Recently, the research team at Meta Reality Labs, in collaboration with Efficient, released an innovative generative model called "Pippo," which can generate a high-resolution video of up to 1K from a casually taken photo. This groundbreaking technology marks another significant advancement in the fields of computer vision and image generation.

QQ_1739759486317.png

The core of the Pippo model lies in its design of a multi-view diffusion transformer. Unlike traditional generative models, Pippo does not require any additional inputs, such as fitted parameter models or camera parameters used to capture the image. Users simply need to provide a regular photo, and the system can automatically generate a multi-angle video effect, presenting a more vivid and three-dimensional representation of characters.

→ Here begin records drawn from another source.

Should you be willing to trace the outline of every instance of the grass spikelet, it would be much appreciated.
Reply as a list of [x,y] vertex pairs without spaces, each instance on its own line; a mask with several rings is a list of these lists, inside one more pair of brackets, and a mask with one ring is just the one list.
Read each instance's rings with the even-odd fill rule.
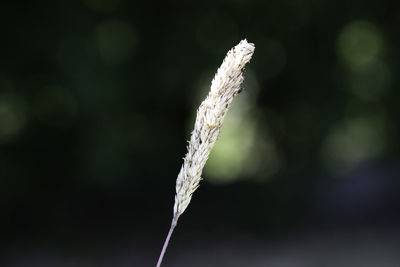
[[165,250],[179,217],[188,207],[194,191],[199,187],[204,165],[217,141],[225,115],[241,91],[243,68],[254,53],[254,44],[246,39],[229,50],[211,82],[206,99],[197,110],[194,130],[187,146],[187,154],[176,179],[174,213],[157,267],[161,265]]

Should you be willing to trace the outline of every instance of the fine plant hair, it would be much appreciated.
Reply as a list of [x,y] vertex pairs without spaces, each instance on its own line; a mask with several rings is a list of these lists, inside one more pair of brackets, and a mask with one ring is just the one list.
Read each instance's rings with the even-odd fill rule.
[[165,250],[179,217],[186,210],[193,192],[199,187],[203,167],[217,141],[225,115],[233,99],[241,92],[243,69],[253,56],[255,46],[246,39],[229,50],[211,82],[206,99],[197,110],[194,130],[187,154],[176,179],[174,213],[170,230],[161,251],[157,267],[161,266]]

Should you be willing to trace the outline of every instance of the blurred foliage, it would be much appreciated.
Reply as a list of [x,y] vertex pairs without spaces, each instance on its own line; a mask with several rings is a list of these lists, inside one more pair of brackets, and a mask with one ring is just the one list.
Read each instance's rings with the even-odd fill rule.
[[0,206],[15,216],[9,225],[27,210],[31,219],[68,217],[102,200],[146,199],[135,214],[172,208],[195,109],[243,38],[256,52],[202,201],[217,198],[213,184],[262,186],[241,198],[268,209],[254,221],[281,225],[312,206],[307,194],[320,179],[398,163],[396,1],[8,1],[0,12]]

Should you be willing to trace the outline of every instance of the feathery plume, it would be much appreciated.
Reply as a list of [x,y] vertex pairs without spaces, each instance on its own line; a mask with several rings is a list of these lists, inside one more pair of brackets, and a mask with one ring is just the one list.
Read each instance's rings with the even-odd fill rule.
[[217,141],[225,115],[235,98],[241,92],[242,70],[254,53],[254,44],[246,39],[240,41],[226,55],[211,83],[211,90],[197,110],[187,154],[176,180],[174,216],[165,240],[157,267],[161,265],[169,239],[179,216],[186,210],[193,192],[199,187],[201,174]]
[[188,152],[176,180],[174,216],[180,216],[199,186],[201,173],[210,155],[226,112],[243,82],[242,69],[250,61],[254,45],[242,40],[231,49],[218,69],[207,98],[197,110]]

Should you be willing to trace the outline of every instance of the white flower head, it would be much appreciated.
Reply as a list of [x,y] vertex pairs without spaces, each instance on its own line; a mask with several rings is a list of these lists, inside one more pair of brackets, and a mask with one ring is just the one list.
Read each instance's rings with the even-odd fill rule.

To facilitate developers, Pippo is released as a code-only version without pre-trained weights. The research team provides the necessary models, configuration files, inference code, and sample training code from the Ava-256 dataset. Developers can quickly get started with training and application by cloning and setting up the codebase using simple commands.

The future plans for the Pippo project include organizing and cleaning up the code, as well as releasing inference scripts for pre-trained models. These improvements will further enhance user experience and promote the widespread use of this technology in practical applications.

Project: https://github.com/facebookresearch/pippo

Key Points:

🌟 The Pippo model can generate high-resolution multi-view videos from a single ordinary photo without any additional input.

💻 Code is released only, with no pre-trained weights; developers can train the model and apply it themselves.

🔍 The team plans to introduce more features and improvements in the future to enhance user experience.